In questi mesi di pandemia non mi sono mai sentita di scrivere qualcosa sul Covid-19 perché ci siamo troppo dentro e le emozioni sono pericolosamente intense, anche le parole fanno fatica a tradurre la realtà ed essere feconde di vita. Credo, fermamente, nel potere terapeutico del tempo se non altro per far sedimentare il grande caos che ci circonda e che viene, di proposito, fomentato. Tuttavia, sono altrettanto convinta che chiunque abbia la possibilità di comunicare, qualsiasi cosa faccia nella sua vita, con più di una persona abbia il dovere civico dell’impegno e di mettere ciò che sa fare a servizio di una causa nobile, ora più che mai. Per questa ragione ho deciso di scrivere questo articolo utilizzando «memoria e prospettiva», come canta Niccolò Fabi nella splendida A prescindere da me.
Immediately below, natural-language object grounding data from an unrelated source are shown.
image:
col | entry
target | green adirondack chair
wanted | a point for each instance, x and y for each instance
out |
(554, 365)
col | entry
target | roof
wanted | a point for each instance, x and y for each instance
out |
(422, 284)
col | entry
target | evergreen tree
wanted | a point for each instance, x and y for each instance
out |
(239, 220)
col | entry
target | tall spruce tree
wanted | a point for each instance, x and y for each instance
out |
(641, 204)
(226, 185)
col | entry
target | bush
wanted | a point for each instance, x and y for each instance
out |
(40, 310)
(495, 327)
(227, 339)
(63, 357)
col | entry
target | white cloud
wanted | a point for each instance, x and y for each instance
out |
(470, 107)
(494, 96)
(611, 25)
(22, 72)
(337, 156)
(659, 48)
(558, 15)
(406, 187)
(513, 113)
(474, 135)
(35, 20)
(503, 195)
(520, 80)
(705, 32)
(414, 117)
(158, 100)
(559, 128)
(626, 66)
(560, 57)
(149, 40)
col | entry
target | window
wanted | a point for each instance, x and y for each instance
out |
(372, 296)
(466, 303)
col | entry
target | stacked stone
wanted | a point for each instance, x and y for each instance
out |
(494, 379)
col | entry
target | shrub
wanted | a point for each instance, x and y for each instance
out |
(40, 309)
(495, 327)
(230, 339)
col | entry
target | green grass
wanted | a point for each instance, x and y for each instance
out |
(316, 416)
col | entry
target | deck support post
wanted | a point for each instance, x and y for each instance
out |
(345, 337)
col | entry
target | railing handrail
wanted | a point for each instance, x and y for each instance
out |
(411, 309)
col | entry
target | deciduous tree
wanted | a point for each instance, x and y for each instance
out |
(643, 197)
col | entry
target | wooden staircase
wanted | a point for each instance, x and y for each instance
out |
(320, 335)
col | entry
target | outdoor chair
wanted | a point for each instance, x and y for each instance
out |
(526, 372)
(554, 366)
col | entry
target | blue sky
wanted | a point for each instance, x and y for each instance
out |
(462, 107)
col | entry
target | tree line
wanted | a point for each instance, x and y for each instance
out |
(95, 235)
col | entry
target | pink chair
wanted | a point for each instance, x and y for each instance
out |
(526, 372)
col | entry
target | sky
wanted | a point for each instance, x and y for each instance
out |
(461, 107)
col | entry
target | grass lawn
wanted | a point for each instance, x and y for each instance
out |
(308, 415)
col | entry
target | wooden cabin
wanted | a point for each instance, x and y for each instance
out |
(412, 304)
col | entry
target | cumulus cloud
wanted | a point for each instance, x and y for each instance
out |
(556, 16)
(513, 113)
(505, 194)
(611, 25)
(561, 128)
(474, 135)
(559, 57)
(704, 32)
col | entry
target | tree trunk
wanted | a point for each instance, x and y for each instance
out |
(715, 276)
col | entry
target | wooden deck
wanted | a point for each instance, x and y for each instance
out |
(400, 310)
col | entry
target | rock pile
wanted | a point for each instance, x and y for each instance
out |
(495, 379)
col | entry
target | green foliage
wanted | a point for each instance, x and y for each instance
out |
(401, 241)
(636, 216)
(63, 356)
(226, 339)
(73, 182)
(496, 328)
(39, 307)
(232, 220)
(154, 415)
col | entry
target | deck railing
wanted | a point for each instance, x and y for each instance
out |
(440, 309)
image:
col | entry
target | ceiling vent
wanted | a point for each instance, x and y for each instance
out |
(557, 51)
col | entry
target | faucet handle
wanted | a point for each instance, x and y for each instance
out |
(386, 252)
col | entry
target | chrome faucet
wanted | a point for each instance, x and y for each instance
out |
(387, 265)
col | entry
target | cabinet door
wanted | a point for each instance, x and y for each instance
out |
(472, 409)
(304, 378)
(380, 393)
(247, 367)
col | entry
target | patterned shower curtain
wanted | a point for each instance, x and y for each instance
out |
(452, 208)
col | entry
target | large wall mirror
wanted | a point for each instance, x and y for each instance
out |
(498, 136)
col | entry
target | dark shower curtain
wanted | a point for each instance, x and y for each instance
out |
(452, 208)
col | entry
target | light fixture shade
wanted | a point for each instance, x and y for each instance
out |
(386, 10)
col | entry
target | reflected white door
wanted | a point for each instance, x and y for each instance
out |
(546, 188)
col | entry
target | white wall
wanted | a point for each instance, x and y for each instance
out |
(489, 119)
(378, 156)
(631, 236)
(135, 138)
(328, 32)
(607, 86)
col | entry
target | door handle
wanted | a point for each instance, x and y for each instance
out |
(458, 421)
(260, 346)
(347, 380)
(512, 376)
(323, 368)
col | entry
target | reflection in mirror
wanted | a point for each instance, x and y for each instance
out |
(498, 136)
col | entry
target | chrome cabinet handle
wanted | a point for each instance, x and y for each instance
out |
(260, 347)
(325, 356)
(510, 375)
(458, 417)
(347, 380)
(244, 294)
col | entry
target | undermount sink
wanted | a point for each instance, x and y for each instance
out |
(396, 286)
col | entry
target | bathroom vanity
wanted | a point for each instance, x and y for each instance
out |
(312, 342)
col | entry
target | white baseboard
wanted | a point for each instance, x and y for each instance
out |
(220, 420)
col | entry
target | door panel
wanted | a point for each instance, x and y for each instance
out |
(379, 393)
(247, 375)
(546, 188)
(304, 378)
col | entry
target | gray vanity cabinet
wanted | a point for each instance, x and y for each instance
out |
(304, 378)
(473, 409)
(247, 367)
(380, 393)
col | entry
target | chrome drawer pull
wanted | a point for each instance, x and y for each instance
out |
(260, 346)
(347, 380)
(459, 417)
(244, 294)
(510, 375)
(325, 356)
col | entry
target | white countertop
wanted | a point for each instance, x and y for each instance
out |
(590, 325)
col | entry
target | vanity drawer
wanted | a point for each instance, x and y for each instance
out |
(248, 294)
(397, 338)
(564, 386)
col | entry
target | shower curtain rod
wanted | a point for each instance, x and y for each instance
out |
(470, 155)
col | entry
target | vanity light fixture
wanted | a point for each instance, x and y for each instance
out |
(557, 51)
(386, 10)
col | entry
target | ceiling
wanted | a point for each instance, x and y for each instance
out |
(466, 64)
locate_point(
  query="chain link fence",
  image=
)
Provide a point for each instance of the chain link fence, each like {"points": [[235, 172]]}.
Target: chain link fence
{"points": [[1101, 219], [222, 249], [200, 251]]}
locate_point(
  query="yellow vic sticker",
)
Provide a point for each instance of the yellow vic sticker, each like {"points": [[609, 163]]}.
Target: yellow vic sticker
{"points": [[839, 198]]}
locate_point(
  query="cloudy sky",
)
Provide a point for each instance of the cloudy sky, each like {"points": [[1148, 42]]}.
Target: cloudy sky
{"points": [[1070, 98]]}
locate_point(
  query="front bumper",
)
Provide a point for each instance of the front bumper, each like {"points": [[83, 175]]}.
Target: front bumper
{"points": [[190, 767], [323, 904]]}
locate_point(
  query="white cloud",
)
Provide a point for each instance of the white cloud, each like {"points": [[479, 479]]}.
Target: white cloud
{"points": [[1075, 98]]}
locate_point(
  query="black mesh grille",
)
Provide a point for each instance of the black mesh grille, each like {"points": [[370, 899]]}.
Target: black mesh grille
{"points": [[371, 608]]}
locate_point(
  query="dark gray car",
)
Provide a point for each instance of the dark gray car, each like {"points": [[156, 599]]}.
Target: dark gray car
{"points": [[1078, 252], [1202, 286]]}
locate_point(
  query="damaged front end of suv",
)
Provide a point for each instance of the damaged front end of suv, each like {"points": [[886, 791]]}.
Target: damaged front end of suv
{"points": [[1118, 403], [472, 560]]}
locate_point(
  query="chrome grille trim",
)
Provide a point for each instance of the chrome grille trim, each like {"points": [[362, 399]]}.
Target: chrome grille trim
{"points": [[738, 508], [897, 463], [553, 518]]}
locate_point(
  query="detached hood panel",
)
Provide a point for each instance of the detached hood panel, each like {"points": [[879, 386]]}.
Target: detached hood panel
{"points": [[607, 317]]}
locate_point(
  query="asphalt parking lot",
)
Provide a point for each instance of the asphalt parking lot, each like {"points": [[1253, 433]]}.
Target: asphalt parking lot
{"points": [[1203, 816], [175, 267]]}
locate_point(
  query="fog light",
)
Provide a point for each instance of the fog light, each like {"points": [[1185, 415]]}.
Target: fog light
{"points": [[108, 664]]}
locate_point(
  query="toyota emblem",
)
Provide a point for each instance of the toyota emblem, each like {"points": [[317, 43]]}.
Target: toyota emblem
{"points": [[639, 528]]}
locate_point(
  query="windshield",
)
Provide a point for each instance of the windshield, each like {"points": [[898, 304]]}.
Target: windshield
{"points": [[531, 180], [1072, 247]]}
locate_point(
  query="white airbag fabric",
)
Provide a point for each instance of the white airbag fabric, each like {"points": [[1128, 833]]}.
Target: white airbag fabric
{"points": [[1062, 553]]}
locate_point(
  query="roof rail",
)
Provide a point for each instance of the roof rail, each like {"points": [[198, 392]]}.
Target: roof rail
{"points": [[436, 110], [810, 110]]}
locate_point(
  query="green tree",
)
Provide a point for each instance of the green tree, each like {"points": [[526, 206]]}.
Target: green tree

Qualche giorno fa, guardando delle foto, mi sono imbattuta nell’ultima fotografia scattata a scuola con la mia classe. Era una luminosissima giornata di novembre 2019, una di quelle giornate siciliane scintillanti ancora in grado di farti assaporare la spensieratezza della primavera.
Ho provato dolore.
Con gli alunni (era una classe tutta maschile) stavamo piantando un melograno, dedicato alla memoria di Graziella Giuffrida, partigiana catanese, per il nostro progetto Il giardino delle giuste e dei giusti. Eravamo contenti, allegri e sorridenti del tutto ignari di quanto il nostro mondo, da lì a poco, sarebbe cambiato. Radicalmente. Da allora, sostanzialmente, la scuola è muta. La scuola è un luogo fisico di relazioni insostituibili, la didattica a distanza è un surrogato che ci sta permettendo di non sfilacciare un tessuto di umanità che deve essere coltivato e sostenuto. Tutte e tutti noi ci siamo adeguati rispettando le regole, quelle stesse regole che da febbraio a marzo sembravano un orizzonte civico condiviso e che poi, durante l’estate, sono state vilipese, ignorate e derise come se il virus fosse scomparso. Esattamente come le operatrici e gli operatori sanitari passati da eroi ed eroine alla gogna, dalle mediche ai medici in camice nelle corsie a quelli nelle trasmissioni televisive. Così mi sono chiesta se ci fosse una via di mezzo per raccontare un pezzettino di questo mondo che restituisse giustizia e verità al prezioso lavoro delle persone che operano in ambito sanitario.
Ho sempre pensato che la figura dell’eroe è una pericolosissima arma a doppio taglio: deresponsabilizza ciascuno/a di noi a tirarsi su le maniche perché tanto c’è l’eroe, quello che è più bravo di me; sminuisce il valore quotidiano della persona perché quando l’eroe cade dal suo piedistallo anche l’uomo o la donna, frutto di quella idealizzazione, viene cestinato e avanti un altro.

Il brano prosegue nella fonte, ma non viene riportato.